May 28th, 2013 01:00 PM║ Posted By: John Pennington ║ Permalink
║ Schools: Alabama, Arkansas, Auburn, Florida, Georgia, Kentucky, LSU, Mississippi State, Missouri, Ole Miss, South Carolina, Tennessee, Texas A&M, Vanderbilt
Tags: Big Ten, ESPN, SEC, Wells Fargo
The SEC Network is seen as a sure-fire money-maker for the schools of the Southeastern Conference. The new channel — which is owned by ESPN, while the SEC owns the content — should get off to a quicker start than other leagues’ television channels.
Unlike the Big Ten and Pac-12, the SEC has just two media rights partners.
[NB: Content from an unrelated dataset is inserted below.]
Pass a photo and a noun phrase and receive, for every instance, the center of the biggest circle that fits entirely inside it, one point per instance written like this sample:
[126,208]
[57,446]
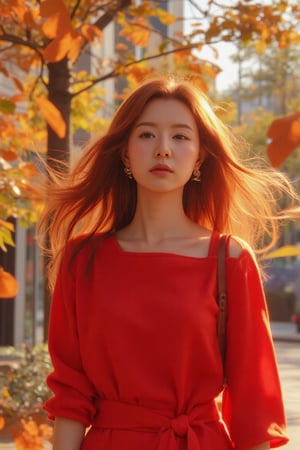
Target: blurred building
[22,318]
CBS gets the first pick of SEC football games each week as well as the SEC Championship Game. That’s it in terms of football. ESPN has everything else. And that will allow ESPN and the SEC to put more good games on their network than other conferences that have had to shuffle games while also avoiding stepping on multiple partners’ toes. Better games should equal more demand for the SEC Network… which should eventually result in more households reached and, therefore, more money made.
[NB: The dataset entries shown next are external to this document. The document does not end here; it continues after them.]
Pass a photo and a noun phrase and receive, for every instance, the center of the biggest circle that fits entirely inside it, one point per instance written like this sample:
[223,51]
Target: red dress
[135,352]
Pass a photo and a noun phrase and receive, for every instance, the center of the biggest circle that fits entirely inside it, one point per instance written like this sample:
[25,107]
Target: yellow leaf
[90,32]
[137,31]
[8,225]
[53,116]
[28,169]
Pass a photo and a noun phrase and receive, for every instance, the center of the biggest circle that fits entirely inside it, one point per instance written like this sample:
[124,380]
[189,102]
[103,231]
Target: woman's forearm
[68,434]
When a friendly tipster suggested to us that ESPN would probably own the network and pay the league an annual fee (plus profits), we assumed that the deal would look quite a bit like ESPN’s Longhorn Network agreement with the University of Texas. In that set-up, Texas takes home a chunk of change from ESPN each year regardless of the network’s reach and growth (plus a percentage of profits once the channel makes money).
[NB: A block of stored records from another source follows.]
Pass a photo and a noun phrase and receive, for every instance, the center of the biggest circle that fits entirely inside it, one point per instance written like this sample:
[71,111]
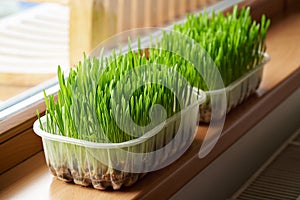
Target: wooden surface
[31,179]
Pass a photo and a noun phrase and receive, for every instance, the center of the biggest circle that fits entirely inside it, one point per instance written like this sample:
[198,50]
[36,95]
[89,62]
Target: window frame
[16,131]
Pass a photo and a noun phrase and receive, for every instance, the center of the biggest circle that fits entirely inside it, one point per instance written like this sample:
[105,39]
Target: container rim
[200,95]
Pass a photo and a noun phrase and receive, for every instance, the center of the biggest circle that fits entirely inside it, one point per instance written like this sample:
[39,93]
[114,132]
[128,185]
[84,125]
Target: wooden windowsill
[281,78]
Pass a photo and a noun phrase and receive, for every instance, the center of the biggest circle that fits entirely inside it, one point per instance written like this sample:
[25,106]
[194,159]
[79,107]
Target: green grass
[234,41]
[96,89]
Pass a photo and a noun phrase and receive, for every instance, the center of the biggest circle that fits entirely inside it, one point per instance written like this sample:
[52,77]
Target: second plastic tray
[236,92]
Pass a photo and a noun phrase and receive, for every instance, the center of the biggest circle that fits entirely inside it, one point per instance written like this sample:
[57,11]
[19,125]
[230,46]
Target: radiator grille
[278,178]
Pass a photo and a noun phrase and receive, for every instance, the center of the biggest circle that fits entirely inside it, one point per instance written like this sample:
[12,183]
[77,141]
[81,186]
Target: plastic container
[236,92]
[100,164]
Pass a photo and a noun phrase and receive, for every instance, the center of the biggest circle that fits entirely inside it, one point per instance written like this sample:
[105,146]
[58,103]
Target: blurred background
[38,35]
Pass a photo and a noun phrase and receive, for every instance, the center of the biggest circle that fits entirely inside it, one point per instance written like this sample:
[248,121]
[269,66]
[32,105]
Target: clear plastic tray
[236,92]
[100,164]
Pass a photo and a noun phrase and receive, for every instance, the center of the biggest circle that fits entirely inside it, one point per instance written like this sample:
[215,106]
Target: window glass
[37,37]
[33,41]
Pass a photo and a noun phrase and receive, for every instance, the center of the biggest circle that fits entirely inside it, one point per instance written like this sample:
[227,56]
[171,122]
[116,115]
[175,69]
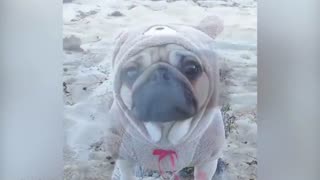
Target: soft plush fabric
[129,139]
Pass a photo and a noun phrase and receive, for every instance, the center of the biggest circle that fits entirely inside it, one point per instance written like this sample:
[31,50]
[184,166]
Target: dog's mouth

So far ESPN and SEC officials have been very quiet regarding the nature of their contract. But the SportsBusiness Journal reports — via industry sources — that the two entities “will share profits 50-50.”
Might the SEC receive a built-in, guaranteed annual fee from ESPN on top of that 50-50 split? Most assumed that it would and that’s certainly a possibility, but a lot of people around the SEC have been hinting that the league won’t get rich(er) over night.
The latest figure to suggest there will be a gradual ramp up in revenue is Texas A&M athletic director Eric Hyman. The Dallas Morning News quotes Hyman today as saying:
“In the Big Ten and Pac-12, neither of them started by driving around in a Wells Fargo truck.”
That comment — along with others of a similar tone provided by different league sources — doesn’t mean that the SEC Network won’t eventually be a massive cash cow for the league’s schools. Such talk does suggest, however, that ESPN won’t be paying the SEC a monster annual fee right from the get-go. Instead, it appears the league will be keeping a very close eye on the channel’s profits, of which it is expected to get a 50-50 cut.
Which means the battle to force the SEC Network onto various cable- and satellite-providers takes on even greater importance for the league’s 14 member institutions.